JAKARTA – Harga keekonomian elpiji (liquefied petroleum gas/LPG) 3 kilogram saat ini sudah mencapai Rp10.500 per kg atau Rp31.500 per tabung. Namun harga yang ditetapkan pemerintah hanya Rp4.750 per kg atau terdapat selisih harga Rp5.750 per kg. Selisih ini yang harus ditanggung pemerintah melalui subsidi.

“Sekarang selisih Rp10.500 ke Rp 4.750, ini besar sekali. Lebih besar yang disubsidi (dibanding harga per kg),” kata Muchamad Iskandar, Direktur PT Pertamina (Persero).

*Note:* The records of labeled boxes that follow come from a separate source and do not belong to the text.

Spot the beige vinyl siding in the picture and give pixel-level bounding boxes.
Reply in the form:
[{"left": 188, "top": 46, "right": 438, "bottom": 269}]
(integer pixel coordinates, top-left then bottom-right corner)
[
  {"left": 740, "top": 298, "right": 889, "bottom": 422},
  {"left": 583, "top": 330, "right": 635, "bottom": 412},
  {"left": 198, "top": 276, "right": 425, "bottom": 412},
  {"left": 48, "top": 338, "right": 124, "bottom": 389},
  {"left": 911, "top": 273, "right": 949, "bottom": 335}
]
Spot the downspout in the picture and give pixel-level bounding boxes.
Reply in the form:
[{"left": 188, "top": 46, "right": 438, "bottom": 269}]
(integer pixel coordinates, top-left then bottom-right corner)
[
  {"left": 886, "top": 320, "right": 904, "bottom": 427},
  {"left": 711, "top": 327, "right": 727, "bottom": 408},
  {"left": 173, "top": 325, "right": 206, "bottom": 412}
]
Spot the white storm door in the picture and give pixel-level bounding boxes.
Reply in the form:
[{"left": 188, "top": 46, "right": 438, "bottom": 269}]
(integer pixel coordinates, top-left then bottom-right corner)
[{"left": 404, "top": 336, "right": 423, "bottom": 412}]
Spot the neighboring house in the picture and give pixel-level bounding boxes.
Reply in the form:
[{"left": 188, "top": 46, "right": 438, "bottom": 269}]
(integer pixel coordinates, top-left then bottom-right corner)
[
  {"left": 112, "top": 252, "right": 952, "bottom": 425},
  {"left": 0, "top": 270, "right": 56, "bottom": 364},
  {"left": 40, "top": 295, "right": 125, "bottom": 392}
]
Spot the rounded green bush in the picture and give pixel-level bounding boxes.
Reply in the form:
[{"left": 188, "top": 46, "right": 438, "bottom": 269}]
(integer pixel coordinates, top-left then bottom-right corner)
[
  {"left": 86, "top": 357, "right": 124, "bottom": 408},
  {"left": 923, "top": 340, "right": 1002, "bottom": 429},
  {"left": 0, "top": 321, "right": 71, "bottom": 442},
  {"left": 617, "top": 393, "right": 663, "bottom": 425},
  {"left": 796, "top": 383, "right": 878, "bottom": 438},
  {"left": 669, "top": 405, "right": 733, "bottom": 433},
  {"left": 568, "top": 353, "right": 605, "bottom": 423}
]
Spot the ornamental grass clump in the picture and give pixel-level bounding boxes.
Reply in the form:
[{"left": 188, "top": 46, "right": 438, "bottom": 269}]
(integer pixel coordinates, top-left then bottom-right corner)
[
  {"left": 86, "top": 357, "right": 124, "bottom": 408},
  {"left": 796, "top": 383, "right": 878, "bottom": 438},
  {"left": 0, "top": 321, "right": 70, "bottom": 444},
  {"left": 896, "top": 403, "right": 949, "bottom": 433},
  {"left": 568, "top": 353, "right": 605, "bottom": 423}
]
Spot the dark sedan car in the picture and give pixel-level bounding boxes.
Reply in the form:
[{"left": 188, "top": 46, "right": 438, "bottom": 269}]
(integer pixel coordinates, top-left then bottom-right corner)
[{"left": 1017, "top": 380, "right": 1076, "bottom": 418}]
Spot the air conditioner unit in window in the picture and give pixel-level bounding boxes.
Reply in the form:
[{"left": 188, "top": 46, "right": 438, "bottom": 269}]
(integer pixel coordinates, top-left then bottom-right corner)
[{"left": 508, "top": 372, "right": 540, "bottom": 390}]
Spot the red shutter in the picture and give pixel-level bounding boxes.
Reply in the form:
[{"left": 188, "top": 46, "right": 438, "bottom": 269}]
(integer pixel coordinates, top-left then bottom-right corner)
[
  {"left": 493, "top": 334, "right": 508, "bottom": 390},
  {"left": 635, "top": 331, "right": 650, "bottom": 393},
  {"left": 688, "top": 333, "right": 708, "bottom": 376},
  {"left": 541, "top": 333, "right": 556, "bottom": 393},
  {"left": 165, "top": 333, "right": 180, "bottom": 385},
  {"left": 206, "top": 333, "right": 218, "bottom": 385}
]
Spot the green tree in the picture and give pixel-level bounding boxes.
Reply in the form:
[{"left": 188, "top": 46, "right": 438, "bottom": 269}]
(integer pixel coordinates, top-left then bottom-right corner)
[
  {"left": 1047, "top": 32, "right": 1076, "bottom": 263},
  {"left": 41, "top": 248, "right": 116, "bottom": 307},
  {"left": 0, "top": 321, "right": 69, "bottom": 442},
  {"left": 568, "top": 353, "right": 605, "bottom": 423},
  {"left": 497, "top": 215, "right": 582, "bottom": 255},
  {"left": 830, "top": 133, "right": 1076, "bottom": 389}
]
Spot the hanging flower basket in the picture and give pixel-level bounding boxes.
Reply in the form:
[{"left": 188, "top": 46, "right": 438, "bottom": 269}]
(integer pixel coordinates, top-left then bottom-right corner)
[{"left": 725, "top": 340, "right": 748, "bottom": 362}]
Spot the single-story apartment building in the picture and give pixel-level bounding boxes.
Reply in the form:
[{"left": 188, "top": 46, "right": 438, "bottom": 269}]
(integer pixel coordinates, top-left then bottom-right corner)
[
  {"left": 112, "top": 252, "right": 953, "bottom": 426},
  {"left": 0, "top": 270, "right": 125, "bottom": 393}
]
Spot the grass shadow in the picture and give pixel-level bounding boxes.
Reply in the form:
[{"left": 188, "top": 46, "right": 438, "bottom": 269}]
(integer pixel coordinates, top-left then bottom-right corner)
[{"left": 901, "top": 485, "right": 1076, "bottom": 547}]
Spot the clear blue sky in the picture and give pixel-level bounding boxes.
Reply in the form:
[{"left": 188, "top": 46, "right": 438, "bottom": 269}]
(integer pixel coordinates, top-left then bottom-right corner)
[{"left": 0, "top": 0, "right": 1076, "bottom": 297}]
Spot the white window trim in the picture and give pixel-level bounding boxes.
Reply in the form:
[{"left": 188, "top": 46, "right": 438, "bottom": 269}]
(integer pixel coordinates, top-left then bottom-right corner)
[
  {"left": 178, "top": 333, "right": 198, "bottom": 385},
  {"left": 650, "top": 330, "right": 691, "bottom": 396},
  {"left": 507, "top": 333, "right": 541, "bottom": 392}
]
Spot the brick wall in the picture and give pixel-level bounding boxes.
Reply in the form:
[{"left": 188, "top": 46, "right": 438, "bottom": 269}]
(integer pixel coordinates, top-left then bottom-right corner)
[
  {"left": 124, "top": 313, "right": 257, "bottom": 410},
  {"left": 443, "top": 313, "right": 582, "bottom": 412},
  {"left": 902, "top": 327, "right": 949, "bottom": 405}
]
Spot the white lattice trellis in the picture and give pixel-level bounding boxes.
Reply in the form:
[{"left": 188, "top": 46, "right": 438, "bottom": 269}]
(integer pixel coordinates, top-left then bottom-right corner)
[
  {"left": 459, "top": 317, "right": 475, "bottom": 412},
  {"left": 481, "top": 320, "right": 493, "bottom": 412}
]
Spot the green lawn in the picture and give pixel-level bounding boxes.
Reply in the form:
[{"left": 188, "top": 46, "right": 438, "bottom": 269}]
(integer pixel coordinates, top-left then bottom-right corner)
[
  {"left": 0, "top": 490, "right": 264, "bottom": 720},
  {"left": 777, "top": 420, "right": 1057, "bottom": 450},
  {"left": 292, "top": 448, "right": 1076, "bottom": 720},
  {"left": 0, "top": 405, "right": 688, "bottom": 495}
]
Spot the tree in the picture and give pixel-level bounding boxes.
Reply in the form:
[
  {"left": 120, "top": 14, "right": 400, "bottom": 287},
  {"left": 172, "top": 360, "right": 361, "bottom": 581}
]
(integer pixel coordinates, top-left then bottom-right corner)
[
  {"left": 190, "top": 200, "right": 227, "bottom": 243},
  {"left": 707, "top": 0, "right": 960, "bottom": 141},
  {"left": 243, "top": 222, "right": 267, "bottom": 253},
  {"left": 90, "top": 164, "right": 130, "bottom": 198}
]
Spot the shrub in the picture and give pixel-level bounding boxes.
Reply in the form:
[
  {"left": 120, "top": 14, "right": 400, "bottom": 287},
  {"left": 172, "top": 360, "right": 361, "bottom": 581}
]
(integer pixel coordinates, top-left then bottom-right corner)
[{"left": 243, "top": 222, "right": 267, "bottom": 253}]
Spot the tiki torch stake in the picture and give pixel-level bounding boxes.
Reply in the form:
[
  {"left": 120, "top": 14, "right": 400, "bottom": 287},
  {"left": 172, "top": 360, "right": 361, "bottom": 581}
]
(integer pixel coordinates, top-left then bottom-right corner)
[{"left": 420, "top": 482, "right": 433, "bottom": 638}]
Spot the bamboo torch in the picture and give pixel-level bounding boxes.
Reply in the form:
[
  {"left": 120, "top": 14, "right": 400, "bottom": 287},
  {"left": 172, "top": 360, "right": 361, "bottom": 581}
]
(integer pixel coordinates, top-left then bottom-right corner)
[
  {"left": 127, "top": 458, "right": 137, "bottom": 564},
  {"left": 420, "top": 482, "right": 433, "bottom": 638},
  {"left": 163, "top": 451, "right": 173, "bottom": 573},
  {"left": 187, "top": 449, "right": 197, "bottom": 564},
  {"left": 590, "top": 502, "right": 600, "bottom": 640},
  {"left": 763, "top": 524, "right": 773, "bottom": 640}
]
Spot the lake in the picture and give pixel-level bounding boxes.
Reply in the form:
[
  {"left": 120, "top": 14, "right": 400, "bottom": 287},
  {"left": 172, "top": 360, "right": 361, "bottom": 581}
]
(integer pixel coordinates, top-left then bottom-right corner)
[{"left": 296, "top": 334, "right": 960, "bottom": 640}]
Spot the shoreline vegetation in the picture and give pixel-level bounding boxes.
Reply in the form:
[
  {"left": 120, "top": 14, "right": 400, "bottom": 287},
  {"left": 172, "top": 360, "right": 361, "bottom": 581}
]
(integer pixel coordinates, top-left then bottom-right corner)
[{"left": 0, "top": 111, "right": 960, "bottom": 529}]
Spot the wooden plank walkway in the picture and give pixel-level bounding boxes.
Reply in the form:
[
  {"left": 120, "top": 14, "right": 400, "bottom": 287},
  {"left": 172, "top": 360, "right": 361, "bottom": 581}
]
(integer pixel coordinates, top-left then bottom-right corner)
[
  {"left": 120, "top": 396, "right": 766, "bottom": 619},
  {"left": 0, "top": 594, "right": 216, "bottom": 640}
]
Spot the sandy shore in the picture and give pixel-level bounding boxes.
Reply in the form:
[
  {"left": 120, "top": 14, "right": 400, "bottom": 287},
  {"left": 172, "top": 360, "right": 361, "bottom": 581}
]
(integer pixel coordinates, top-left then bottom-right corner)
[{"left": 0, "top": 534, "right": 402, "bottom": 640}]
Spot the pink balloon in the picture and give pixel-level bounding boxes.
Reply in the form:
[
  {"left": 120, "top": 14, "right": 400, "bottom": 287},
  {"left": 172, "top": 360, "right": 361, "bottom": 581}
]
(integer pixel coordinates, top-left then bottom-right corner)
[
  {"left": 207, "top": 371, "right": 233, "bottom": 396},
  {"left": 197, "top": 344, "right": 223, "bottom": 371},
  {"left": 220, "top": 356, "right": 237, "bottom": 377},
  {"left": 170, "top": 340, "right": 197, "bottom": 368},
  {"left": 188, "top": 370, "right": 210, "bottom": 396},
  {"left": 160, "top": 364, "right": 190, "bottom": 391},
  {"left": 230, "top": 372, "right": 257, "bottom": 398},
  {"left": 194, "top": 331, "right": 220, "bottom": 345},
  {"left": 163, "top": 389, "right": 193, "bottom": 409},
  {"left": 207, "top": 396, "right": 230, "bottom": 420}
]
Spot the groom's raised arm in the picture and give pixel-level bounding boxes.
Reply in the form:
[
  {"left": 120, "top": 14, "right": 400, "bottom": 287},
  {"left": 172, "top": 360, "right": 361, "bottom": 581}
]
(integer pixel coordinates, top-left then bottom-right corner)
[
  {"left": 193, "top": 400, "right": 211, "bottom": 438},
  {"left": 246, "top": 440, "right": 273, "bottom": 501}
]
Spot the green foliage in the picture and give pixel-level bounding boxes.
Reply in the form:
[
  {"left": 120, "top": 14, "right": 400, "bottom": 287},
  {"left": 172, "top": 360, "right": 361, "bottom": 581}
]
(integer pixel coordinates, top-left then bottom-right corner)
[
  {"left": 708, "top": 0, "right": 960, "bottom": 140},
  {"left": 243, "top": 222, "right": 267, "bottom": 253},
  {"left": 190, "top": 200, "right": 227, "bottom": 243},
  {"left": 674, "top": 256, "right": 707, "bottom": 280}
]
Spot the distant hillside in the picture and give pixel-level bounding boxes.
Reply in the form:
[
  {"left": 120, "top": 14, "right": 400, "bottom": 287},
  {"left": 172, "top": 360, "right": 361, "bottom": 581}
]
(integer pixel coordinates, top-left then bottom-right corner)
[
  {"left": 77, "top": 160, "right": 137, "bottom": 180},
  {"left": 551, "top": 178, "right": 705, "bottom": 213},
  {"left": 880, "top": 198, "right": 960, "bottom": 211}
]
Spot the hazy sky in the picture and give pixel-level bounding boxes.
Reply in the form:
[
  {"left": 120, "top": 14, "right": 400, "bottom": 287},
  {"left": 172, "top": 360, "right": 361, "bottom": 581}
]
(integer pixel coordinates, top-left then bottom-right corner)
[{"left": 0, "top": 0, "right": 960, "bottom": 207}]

Iskandar mengatakan harga patokan LPG dunia atau CP Aramco naik dibanding tahun lalu. Hal itu bisa dimasukan sebagai bahan pertimbangan pemerintah dalam mengambil keputusan. Jika pada tahun lalu hanya US$300 per ton , saat ini sudah mendekati US$400 per ton.

“Kemarin agak rendah Aramco. Tahun lalu US$300, sekarang mendekati US$400 per ton average (rata-rata). Sekarang ini sudah ke US$390-an,” ungkap dia.

Tidak harga keekonomian yang makin tinggi, konsumsi LPG 3 kg yang terus meningkat juga menambah beban pemerintah.

Elia Massa Manik, Direktur Utama Pertamina mengatakan dengan harga LPG saat ini cukup memberikan beban besar terhadap keuangan negara maupun Pertamina. Perseroan sudah melaporkan kondisi ini ke pemerintah, termasuk pengaruhnya terhadap kondisi keuangan Pertamina.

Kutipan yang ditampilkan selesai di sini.